I don't know what this man's problem is but he barely fits in the seat. He is often complaining about getting outside to smoke a cigarette, even though cigarette smoking is not allowed on the property or in the building. When challenged by the staff as to whether this is a wise idea or not, he often turns belligerent saying that his doctor knows he smokes so it's okay with him. This “gentleman” often goes about dressed in nothing but his hospital gown. He complains vigorously about everything and never seems to comply with anything. He is so large that when he sits in the seat of his scooter he cannot bring his legs together, thereby giving everybody downstream a visual glimpse that they care not to remember as hospital gowns are not designed for modesty, only easy access.

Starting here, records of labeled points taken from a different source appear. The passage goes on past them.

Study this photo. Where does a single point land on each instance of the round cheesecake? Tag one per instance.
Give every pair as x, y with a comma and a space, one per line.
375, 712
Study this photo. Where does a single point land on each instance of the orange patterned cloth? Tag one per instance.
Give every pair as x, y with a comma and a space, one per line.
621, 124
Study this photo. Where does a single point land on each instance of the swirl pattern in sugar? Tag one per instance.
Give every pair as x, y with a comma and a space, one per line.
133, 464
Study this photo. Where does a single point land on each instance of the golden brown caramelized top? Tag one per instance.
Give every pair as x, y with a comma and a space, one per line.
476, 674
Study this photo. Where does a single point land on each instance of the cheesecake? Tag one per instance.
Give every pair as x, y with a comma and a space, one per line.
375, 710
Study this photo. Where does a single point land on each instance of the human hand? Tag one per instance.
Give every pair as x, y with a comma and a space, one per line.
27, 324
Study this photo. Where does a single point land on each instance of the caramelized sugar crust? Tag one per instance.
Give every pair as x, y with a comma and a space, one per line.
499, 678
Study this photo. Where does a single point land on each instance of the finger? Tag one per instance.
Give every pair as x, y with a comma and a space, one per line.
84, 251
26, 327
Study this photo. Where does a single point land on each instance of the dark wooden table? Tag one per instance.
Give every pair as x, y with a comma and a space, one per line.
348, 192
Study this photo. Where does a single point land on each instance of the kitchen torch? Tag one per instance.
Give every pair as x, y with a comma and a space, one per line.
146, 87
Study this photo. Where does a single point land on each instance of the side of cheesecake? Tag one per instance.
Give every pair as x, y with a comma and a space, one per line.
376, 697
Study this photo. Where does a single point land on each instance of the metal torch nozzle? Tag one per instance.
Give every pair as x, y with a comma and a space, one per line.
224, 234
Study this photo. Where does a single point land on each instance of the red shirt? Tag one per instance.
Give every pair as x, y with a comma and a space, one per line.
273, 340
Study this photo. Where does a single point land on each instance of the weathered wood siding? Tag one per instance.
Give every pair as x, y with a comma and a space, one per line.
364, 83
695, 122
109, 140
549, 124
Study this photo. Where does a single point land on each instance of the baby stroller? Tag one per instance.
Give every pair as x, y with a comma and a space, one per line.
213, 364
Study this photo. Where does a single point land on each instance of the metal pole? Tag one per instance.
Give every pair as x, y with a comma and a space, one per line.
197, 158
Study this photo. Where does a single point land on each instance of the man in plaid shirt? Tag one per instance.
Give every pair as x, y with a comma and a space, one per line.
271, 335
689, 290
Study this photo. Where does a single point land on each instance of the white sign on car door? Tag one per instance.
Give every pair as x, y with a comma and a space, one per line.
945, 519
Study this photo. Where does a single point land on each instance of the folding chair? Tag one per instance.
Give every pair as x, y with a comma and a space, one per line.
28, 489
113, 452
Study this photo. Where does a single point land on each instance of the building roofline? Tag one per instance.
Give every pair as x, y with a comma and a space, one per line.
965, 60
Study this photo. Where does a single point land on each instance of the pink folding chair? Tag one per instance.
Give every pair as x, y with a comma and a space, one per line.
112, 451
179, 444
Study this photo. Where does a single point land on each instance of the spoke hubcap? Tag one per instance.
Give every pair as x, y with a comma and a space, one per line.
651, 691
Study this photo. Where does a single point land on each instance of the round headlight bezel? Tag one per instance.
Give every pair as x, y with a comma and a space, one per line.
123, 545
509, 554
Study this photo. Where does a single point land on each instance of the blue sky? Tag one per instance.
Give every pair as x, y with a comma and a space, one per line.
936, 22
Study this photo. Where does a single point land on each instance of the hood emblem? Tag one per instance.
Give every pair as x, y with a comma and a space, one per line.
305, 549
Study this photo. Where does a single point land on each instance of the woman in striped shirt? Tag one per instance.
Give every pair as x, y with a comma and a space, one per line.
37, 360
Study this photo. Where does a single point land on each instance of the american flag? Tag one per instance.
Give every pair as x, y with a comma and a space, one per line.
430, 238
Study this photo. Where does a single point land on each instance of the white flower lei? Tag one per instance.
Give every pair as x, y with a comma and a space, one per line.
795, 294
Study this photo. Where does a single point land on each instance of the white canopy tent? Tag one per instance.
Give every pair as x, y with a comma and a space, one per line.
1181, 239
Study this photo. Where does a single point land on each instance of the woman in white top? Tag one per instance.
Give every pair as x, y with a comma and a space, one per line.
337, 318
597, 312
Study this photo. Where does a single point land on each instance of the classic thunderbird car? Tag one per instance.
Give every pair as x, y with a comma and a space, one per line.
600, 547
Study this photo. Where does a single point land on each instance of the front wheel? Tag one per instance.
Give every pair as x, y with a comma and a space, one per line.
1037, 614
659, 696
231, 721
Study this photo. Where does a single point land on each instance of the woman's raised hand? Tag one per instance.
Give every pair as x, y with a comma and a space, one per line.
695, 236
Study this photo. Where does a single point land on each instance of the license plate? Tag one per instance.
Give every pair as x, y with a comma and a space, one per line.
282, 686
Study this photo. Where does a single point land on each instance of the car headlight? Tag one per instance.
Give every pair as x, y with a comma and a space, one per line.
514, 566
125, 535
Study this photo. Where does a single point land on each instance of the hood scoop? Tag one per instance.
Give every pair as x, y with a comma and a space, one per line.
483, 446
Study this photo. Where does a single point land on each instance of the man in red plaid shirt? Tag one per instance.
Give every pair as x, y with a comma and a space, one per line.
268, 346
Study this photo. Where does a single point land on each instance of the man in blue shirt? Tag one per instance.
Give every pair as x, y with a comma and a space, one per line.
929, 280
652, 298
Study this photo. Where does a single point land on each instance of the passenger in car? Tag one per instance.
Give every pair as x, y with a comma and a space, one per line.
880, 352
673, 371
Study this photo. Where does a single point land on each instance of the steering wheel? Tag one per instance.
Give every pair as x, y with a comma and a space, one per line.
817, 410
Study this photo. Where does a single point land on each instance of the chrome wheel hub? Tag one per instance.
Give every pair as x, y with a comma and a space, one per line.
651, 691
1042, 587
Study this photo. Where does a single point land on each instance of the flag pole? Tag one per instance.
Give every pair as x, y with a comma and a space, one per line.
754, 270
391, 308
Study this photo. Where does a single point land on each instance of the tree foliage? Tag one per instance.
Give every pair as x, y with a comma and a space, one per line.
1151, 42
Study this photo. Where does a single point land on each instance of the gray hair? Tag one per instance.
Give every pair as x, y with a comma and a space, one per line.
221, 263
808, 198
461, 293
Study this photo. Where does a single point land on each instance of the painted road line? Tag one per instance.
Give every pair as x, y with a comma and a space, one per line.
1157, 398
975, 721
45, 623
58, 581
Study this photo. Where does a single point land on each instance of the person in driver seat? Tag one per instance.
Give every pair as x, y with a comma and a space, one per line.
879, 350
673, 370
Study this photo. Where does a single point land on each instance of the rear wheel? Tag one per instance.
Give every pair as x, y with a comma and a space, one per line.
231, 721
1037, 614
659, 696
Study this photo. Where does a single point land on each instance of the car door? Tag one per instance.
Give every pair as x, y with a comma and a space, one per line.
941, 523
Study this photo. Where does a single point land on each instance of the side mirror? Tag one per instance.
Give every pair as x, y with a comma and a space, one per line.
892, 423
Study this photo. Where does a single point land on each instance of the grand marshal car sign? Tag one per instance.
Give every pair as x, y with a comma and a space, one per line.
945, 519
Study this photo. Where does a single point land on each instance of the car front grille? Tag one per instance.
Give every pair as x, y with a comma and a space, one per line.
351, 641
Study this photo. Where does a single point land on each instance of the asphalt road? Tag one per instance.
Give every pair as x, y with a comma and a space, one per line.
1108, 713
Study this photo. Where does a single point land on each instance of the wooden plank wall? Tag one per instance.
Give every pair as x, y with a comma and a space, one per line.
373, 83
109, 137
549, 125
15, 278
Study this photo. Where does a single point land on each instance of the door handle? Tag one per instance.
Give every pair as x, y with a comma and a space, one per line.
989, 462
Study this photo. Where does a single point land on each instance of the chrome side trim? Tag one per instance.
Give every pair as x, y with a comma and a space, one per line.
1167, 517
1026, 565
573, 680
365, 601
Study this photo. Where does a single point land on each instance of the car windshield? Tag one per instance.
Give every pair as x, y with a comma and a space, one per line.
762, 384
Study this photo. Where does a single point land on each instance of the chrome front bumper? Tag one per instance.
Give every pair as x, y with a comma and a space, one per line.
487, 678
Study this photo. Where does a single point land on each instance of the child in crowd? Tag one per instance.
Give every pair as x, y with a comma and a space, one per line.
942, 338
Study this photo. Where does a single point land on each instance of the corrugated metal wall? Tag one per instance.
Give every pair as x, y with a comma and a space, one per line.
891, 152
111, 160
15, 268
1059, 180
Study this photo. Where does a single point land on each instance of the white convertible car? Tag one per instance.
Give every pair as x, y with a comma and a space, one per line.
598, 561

The CENA was tired as he got the duty of walking running outdoors looking for the errant resident he had walked over half-mile down toward the fairgrounds and could not find him there. The CENA then reversed direction and walked up to the party store on the corner asking for a large man wearing a hospital gown on electric scooter, possibly mumbling about the difficulty getting a cigarette. One of the patrons indicated that they saw that gentleman about quarter-mile up another street that was ninety degrees away from his original direction of travel. The CENA, our hero in this story, finally met the man and managed to “talk” him back to the facility, with the visual persuation of the local constabulary staying in the background.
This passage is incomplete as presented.